Comme nous l’avons constaté dans le chapitre 2, l’ivresse est la caractéristique d’arrestation la plus récurrente pour tous les individus appréhendés par la police municipale de Québec et jugés par le Recorder en 1860, 1866 et 1870. Or, chez les marins, il est jusqu’à 20 % supérieur à ce qu’on retrouve chez les autres hommes37. La plus grande propension à l’ivresse chez les marins est d’autant plus exceptionnelle lorsqu’on considère que les profils d’arrestation des anglophones et des francophones sont remarquablement similaires. La consommation d’alcool fait partie de la vie pour une grande partie de la population occidentale au XIXe siècle. Certains établissements, comme la taverne, sont considérés comme des lieux d’expression de la culture ouvrière masculine38. Le problème est que le comportement dissolu des ivrognes se répercute souvent à l’extérieur des tavernes, c’est-àdire dans les rues et les autres lieux publics de la ville. Selon Fingard, la condamnation morale est d’autant plus sévère quand il s’agit de marins : « The host society was most critical of sailors who had gone thought hell at sea only to dissipate themselves with alcohol ashore39 ». L’état d’ébriété en soit peut justifier l’arrestation d’un individu. Mais encore, ce sont les débordements comportementaux causés par l’ivresse qui entrainent le plus souvent l’arrestation. Le fait de tituber, de s’allonger sur la voie publique ou d’incommoder les passants sont autant d’indicateurs qui incitent les policiers à intervenir.
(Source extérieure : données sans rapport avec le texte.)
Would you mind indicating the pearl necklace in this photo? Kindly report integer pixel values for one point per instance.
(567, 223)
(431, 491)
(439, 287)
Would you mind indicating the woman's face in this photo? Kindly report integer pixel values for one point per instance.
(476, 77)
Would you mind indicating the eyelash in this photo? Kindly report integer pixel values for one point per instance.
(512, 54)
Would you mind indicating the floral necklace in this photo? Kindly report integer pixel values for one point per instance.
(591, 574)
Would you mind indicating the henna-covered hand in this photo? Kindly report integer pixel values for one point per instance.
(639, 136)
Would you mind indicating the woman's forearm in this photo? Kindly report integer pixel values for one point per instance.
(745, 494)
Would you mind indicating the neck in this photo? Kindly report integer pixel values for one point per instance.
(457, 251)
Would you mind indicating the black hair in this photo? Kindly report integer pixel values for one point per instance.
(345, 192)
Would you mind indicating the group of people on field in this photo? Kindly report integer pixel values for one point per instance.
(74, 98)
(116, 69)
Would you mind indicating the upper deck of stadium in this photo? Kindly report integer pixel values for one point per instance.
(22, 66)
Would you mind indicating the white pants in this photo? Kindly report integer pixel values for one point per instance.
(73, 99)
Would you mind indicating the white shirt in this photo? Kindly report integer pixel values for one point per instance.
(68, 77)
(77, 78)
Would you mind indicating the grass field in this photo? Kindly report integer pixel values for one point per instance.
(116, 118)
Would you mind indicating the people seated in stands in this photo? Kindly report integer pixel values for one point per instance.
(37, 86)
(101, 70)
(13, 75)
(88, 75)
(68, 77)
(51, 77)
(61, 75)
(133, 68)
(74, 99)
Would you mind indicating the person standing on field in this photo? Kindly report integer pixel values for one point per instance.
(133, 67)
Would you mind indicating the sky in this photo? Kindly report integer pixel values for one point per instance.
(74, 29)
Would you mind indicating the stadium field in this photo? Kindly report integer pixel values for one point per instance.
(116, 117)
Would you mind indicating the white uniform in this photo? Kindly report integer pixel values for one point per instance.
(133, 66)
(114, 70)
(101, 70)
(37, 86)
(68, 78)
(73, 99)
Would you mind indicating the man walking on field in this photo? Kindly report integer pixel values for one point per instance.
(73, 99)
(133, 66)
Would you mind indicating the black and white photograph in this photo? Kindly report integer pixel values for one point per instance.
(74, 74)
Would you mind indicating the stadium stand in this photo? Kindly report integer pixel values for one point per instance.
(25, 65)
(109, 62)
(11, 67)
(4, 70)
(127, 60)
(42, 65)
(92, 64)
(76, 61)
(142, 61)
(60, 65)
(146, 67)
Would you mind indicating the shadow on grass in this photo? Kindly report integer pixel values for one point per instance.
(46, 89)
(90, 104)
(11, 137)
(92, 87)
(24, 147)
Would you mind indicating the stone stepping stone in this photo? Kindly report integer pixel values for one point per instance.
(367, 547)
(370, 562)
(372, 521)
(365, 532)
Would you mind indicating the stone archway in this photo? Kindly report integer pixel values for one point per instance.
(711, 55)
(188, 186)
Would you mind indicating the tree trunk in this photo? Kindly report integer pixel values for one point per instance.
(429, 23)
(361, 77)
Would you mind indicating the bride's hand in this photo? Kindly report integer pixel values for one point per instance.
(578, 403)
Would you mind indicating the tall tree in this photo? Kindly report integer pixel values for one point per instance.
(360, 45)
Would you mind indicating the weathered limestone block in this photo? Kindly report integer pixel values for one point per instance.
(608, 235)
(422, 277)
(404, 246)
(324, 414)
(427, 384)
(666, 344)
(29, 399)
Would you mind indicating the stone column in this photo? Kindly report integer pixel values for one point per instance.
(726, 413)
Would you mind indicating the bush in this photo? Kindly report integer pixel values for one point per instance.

Le dérangement sonore, comme le fait de crier ou de chanter dans les rues, est une caractéristique plus souvent associée aux arrestations de marins. Comme le montre la figure 16, elle se manifeste dans près du tiers des arrestations de marins, comparativement à environ 15 % chez les autres hommes. Certains comportements issus de la culture maritime, comme la pratique des chants marins à bord des navires, pourraient donner une explication quant à la manifestation plus « sonore » de leurs débordements. Mais encore, l’ivresse étant un facteur d’arrestation plus prononcé chez les marins, il peut avoir influencé l’expression des autres types de délits.